What does gard_input and grad_output mean

shakeel608 · January 17, 2024, 3:20pm

Can anyone please explain with a simple example what is the exact meaning of grad_input and grad_output. I tired to understand from documentations but I couldn’t grasp it

ptrblck · January 17, 2024, 4:26pm

grad_output is the gradient coming from the output of the module during the backward pass while grad_input is the gradient which will be passed to the corresponding input of the module during the backward pass.
Here is a small example using nn.ReLU():

m = nn.ReLU()
m.register_full_backward_hook(lambda module, grad_input, grad_output: print("grad_input: {}\ngrad_output: {}".format(grad_input, grad_output)))

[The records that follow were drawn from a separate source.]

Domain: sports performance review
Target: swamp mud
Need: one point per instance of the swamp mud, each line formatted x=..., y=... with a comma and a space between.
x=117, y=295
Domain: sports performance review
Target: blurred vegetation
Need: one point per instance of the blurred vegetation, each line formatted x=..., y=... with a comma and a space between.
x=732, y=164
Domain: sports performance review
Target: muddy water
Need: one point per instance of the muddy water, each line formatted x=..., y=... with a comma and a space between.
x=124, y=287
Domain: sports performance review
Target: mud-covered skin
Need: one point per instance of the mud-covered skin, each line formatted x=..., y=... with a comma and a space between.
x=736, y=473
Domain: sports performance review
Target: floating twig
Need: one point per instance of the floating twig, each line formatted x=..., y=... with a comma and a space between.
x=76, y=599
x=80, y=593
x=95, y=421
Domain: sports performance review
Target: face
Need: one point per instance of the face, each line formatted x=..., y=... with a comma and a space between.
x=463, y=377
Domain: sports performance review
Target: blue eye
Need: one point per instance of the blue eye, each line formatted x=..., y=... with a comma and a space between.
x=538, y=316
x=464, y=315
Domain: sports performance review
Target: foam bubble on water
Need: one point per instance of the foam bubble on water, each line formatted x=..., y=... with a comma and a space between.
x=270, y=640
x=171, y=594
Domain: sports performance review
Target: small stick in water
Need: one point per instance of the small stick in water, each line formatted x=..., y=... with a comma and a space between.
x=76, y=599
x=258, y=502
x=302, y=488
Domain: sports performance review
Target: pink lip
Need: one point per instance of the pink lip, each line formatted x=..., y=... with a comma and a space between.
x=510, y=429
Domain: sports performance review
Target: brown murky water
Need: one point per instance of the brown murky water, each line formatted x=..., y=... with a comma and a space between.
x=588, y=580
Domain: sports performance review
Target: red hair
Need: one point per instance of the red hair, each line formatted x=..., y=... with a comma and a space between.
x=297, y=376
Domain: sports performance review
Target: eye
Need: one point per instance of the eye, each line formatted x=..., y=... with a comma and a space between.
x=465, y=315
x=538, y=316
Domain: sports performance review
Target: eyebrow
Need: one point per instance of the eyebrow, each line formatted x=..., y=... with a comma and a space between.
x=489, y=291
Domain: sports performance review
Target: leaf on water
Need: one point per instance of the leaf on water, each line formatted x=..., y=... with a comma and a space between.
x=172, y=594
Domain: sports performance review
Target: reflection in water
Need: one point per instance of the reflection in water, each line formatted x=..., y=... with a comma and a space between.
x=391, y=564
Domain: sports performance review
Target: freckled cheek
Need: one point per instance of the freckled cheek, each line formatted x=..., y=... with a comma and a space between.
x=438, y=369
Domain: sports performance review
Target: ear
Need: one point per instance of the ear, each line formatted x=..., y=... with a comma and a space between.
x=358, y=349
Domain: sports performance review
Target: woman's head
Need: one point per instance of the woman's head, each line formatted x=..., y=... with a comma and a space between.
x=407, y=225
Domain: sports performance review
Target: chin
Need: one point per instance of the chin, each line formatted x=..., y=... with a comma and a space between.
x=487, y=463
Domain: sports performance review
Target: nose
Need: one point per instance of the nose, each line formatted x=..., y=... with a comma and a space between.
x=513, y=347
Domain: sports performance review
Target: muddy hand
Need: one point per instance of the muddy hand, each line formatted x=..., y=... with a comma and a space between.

x = torch.randn(2, 2, requires_grad=True)
print(x)
# tensor([[-0.5412, -0.2550],
#         [-1.5957,  0.2068]], requires_grad=True)

out = m(x)
print(out)
# tensor([[0.0000, 0.0000],
#         [0.0000, 0.2068]], grad_fn=<BackwardHookFunctionBackward>)

out.backward(gradient=torch.ones_like(out)*2.)
# grad_input: (tensor([[0., 0.],
#         [0., 2.]]),)
# grad_output: (tensor([[2., 2.],
#         [2., 2.]]),)

print(x.grad)
# tensor([[0., 0.],
#         [0., 2.]])

As you can see grad_output corresponds to the gradient I’m passing to backward while grad_input will be returned and assigned to x as it’s the input of the module.

shakeel608 · January 18, 2024, 1:22pm

Thanks a lot.
This makes sense to me now.
If I need these grad_out from the hooks in the main training loop?
How should I get those after the backward call

ptrblck · January 18, 2024, 1:30pm

You can use backward hooks to access these gradients as seen in my code snippet.